The first ever attempt to challenge the constitutionality of an Islamic Syariah(Shariah) ban on cross-dressing has been dismissed by the secular High Court in the Negeri Sembilan province of Malaysia.

Article 3 of the Constitution of Malaysia establishes Islam as the “religion of the Federation.”  Under the “dual” legal system ordained by Article 121(1A) of the Constitution of Malaysia, “secular” laws apply to all citizens and Islamic or Shariah laws apply only to those professing the Islamic faith (about 2/3rds of a total of 29 million Malaysians are Muslims).  Penalties for cross-dressing are determined by individual states.  In Negeri Sembilan, where the case was heard, convicted offenders may be imprisoned for up to 6 months, fined as much as $325 or both.

Four Muslim transsexuals had challenged the Islamic law that bars them from dressing as women, on the grounds of non-discrimination and freedom of expression. They allege that the court’s unfavorable ruling sets a dangerous precedent, in as much as it stipulates that state-enacted Islamic law overrides fundamental liberties guaranteed under the Constitution.

The ruling can also be perhaps misconstrued as a judicial endorsement of the ordeals faced by Malaysia’s transsexual community on a daily basis, including police and societal harassment.  This further compounds the problems of stigmatization caused by the criminalization on sodomy in Malaysia, with a maximum penalty of 20 years of imprisonment.

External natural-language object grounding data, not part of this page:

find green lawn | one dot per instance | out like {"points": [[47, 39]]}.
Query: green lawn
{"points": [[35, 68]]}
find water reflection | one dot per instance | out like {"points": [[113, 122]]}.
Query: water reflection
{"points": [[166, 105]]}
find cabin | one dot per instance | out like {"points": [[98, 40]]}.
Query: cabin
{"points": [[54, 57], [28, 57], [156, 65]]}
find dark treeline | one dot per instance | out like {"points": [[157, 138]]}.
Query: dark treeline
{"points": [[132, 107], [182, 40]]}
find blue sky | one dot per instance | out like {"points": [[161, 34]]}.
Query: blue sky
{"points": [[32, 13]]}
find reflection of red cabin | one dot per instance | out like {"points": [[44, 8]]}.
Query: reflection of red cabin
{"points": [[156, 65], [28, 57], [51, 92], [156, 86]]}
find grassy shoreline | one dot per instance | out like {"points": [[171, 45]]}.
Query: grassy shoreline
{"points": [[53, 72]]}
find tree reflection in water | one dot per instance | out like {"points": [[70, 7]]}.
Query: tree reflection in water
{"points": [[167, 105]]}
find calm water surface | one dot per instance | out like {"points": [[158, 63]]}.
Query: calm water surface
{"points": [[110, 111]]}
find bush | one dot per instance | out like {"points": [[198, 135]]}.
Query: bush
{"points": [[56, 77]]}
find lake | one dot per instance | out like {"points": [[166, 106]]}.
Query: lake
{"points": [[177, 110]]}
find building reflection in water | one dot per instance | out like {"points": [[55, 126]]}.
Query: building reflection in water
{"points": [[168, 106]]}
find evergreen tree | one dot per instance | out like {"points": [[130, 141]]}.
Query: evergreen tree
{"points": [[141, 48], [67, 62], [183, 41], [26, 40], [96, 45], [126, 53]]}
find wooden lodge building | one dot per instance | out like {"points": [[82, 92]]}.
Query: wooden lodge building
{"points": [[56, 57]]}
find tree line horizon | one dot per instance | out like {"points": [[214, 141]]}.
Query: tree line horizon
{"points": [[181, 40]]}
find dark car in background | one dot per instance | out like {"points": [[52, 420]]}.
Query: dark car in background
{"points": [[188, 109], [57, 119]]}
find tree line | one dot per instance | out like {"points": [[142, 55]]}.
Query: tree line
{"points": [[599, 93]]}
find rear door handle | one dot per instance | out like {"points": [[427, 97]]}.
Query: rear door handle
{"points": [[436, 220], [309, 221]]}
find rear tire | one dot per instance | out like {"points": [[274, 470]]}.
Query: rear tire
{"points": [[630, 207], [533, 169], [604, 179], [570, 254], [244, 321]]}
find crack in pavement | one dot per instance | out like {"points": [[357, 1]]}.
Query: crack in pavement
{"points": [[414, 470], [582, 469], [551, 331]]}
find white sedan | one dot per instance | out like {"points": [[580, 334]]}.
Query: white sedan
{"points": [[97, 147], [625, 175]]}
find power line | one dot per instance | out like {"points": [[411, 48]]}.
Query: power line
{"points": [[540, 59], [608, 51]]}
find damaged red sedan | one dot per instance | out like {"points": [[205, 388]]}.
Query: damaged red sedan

As regards non-Muslims, there is currently no legislation permitting or even governing the legal change of gender by transsexuals.  The legal vacuum has led to a morass of conflicting judicial decisions. In 2003, a court decision permitted a transsexual woman to change the gender indicated in her National Registration Identity Card, which must be carried by Malayasians at all times.  However, in another case in 2005, in another case, the court refused to amend the gender of a transsexual in the identity card, and said that the litigant’s remedy lay in appealing to Parliament.